1 John 4:7-8  Beloved, let us love one another, for love is from God, and whoever loves has been born of God and knows God.  Anyone who does not love does not know God, because God is love.

On knees, head low, arms high…

On Starting the Beginning in the Middle: a Welcome!

On Starting the Beginning in the Middle: a Welcome!

When I became a Christian a little over two years ago, being a writer I, of course, started a blog. That blog chronicled all my questions and ruminations about the new faith and love that God had placed on my heart.

As my faith matured so did my desire to change my blog. Thus, We Are The Esthers was born.

What does that mean? Well, many things.

My aim in this blog is to talk about how everything relates back to faith: parenting, marriage, our life’s calling, emotional well-being; every decision we make in life comes back to the faith we do or do not have in God.
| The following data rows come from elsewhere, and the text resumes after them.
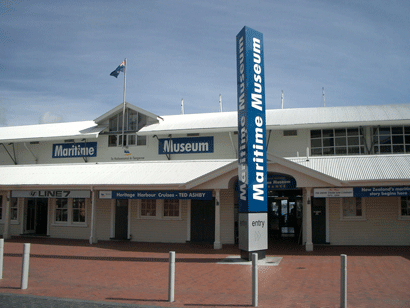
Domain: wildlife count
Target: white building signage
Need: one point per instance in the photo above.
(50, 194)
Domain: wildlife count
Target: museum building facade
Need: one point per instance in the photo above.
(336, 175)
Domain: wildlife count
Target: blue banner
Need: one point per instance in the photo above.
(155, 194)
(251, 122)
(188, 145)
(362, 192)
(279, 181)
(64, 150)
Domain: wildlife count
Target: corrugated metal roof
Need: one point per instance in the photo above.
(135, 173)
(360, 168)
(54, 131)
(283, 118)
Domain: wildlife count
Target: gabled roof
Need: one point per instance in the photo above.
(119, 109)
(292, 118)
(48, 132)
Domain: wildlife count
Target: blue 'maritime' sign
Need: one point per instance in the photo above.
(252, 172)
(84, 149)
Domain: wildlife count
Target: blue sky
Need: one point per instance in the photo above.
(56, 56)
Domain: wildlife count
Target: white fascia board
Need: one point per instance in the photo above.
(211, 175)
(305, 170)
(394, 182)
(202, 131)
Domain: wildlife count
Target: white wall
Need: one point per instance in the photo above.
(381, 226)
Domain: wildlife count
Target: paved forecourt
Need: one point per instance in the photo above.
(137, 274)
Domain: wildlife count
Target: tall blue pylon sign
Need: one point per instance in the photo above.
(252, 174)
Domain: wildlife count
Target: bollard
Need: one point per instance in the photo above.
(343, 281)
(171, 289)
(1, 257)
(25, 267)
(255, 280)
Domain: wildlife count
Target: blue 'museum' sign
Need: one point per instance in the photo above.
(188, 145)
(251, 122)
(64, 150)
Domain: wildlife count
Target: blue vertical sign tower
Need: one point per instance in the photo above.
(252, 174)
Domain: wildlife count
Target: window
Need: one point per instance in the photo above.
(352, 209)
(338, 141)
(148, 208)
(405, 208)
(287, 133)
(13, 209)
(134, 121)
(171, 208)
(61, 210)
(78, 210)
(70, 211)
(391, 139)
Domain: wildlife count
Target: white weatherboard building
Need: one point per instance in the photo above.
(336, 175)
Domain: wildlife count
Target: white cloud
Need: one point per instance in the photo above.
(49, 117)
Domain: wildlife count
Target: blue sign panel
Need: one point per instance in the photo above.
(154, 194)
(280, 181)
(189, 145)
(363, 192)
(251, 122)
(64, 150)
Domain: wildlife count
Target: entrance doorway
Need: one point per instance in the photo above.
(285, 215)
(203, 221)
(318, 220)
(121, 219)
(36, 216)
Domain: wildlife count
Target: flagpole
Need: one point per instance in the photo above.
(123, 101)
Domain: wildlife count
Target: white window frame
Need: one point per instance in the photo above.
(347, 147)
(403, 217)
(127, 133)
(157, 210)
(70, 222)
(353, 218)
(179, 217)
(2, 207)
(14, 221)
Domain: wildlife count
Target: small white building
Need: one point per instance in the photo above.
(336, 175)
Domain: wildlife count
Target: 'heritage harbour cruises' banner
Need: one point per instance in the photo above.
(252, 173)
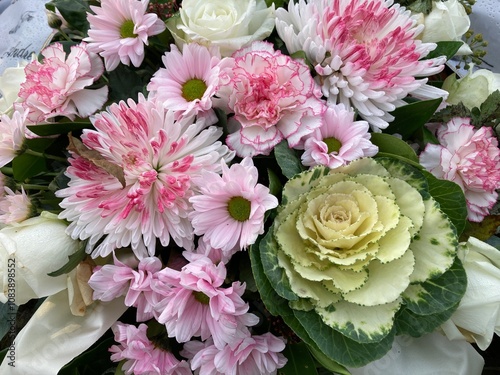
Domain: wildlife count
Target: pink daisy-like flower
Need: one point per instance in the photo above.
(365, 53)
(141, 356)
(158, 157)
(189, 80)
(248, 355)
(196, 303)
(272, 96)
(12, 135)
(230, 209)
(119, 29)
(15, 207)
(338, 141)
(470, 158)
(113, 280)
(56, 87)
I lived approximately thirty years not believing in God, being an “ignorant God-liker,” as I say. I liked the idea of God, but I never realized the commitment, accountability, and bravery it took to become a Christian. I knew what that life of “not believing” felt like and the struggles it brought me.

Now that I believe, I don’t find that my life has any less struggle, but I find a peace and comfort I could never imagine. And, yes, I do believe everything circles back to our belief – or unbelief – in God.

The Biblical heroine, Esther, was a nobody who rose to be quite a somebody.

I think God specifically chooses those types of people to glorify Him.

I believe we are all Esthers – women and men: called to rise up from our everyday ordinariness and claim who we are in Christ: someone extraordinary. Someone loved, someone cherished.

Someone Jesus Christ gave his life for. Yes, friend, He gave His life for you.

Right here. Right now. Jesus calls you to do something big.

Now before you get all nervous and intimidated, you should know that words like “big” mean something entirely different to our God. God sees you give that homeless man a bottled water and that is “big.” God sees you bandage up your child’s cut elbow and that is “big.” God sees you go to that job you need but might not love at this moment and that is “big.”

Esther probably didn’t know that she’d save the lives of an entire race.

Whether you change the life of the one child entrusted into your care or whether you work out on the missionary field and spread the Gospel to hundreds, even thousands – it’s all “big” to God.

Right here. Right now. For such a time as this.

I love that phrase, for such a time as this. It comes from Esther 4:14 and speaks to Mordecai telling his niece that perhaps she was called to royalty right here, right now – to save all God’s people.

Can you imagine what Esther must have felt?

But God carried her through all those nerve-wracking, crying-out-why-me feelings. He walked with her as she approached the king. God carried her all the way and led God’s people to victory.

So, too, will God carry you if you walk those brave steps toward tomorrow which is the “such a time as this” place.

We are needed, you and I. As children, as parents, as friends, as spouses and co-workers. We are needed right here and right now.

Because you just never know what kind of “this” a time will be.

You bless me with your presence here today. Won’t you return often and converse with me? I yearn to be a beacon of the light Jesus has placed in my heart.

I love the broken because I am broken, too. I love the needy because I am needy, too.

And I am called to reach out to those who hurt and hold them with my words and my prayers. Won’t you let me do that for you? And I am not above accepting words and prayers, even questions and challenges, from you, as well.

I will also be starting different series about certain things dear to my heart.  For instance, I hope to share my struggles with parenting (particularly stepparenting) as well as my emotional struggles – all in hopes of connecting with any up-and-coming-Esthers or Already-Esthers who might need some encouragement or a listening ear. I also hope to spotlight some pretty amazing Esthers I know in my real-life and online.

I look forward to getting to know you better.